Prior to this, the market generally predicted that the rate of change in crude oil in the three places could be “broken four” as soon as this Friday, and the domestic refined oil price adjustment window may open next week, and many gas stations are even ready for price adjustment. Many petrol stations in Shanghai have lowered the retail price of gasoline No. 93 for some time. Some gas stations have reduced prices by 0.2 yuan a day, while others have attracted fuel purchasers at prices of 7.75 yuan/l from 7 pm to 7 am.
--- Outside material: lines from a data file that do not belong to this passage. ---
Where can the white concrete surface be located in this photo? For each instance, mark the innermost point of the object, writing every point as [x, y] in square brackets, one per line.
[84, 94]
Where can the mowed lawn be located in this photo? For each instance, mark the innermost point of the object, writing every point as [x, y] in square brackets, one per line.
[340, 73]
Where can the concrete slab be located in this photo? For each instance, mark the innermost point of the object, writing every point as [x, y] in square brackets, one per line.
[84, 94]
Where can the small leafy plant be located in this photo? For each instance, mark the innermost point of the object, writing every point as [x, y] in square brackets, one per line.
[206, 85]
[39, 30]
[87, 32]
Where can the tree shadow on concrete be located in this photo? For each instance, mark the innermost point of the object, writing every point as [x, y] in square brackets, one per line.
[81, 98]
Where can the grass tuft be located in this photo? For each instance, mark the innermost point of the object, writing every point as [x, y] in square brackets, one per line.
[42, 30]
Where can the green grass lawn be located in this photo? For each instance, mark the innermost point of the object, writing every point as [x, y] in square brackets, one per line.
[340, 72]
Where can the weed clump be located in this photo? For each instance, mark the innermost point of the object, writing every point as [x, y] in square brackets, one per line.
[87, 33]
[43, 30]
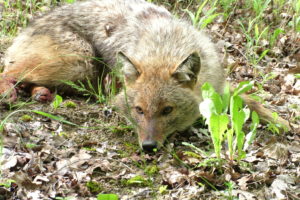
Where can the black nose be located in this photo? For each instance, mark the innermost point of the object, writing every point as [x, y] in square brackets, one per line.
[149, 145]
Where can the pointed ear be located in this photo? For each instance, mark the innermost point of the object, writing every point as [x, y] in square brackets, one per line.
[187, 72]
[129, 71]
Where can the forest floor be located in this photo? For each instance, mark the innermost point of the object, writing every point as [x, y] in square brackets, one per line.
[46, 156]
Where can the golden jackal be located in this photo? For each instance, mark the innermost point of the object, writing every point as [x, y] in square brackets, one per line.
[164, 61]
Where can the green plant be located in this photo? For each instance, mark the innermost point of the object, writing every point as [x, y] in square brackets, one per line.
[88, 89]
[214, 109]
[107, 197]
[162, 189]
[70, 104]
[209, 16]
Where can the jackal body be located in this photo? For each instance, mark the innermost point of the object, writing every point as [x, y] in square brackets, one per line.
[164, 60]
According to data provided by OilerNet, as of November 5, there were 1,070 gas stations in Shanghai, of which 187 were lower than the guide price, accounting for 17% of the total, and the price reduction ranged from 0.02 to 0.5 yuan. This is much more than before the National Day promotional efforts: As of September 26, there were 142 gas stations in the Shanghai area that were below the gasoline guidance price of No. 93, and the price reduction ranged from 0.01 to 0.5 yuan.

The number of gas stations that engage in promotions in the Beijing area has also increased considerably. Oil customer network data show that as of November 5, there were 1,183 gas stations in Beijing, of which 314 gas stations were lower than the price of gasoline guidance at No. 92, accounting for 27% of the total, and price cuts ranged from 0.05 to 0.76 yuan. . On September 12 before the National Day, the number of gas stations in Beijing that were below the guidance price accounted for 17% of the total, and the price reduction ranged from 0.05 to 0.6 yuan.

However, in the absence of a substantial recovery in macro demand, the promotion of gas stations does not seem to be effective. The person in charge of a gas station in Shanghai told reporters that because of their gas stations near the highway, they started to reduce diesel prices from two months ago in order to attract trucks, but they have now adjusted 7.54 yuan/liter back to 7.92. Yuan/liter. “The effect is not significant in two months. There was no diesel sales of 200,000 liters in the month before sales promotion, and only 400,000 liters after sales, and at least 500,000 litres in good times.”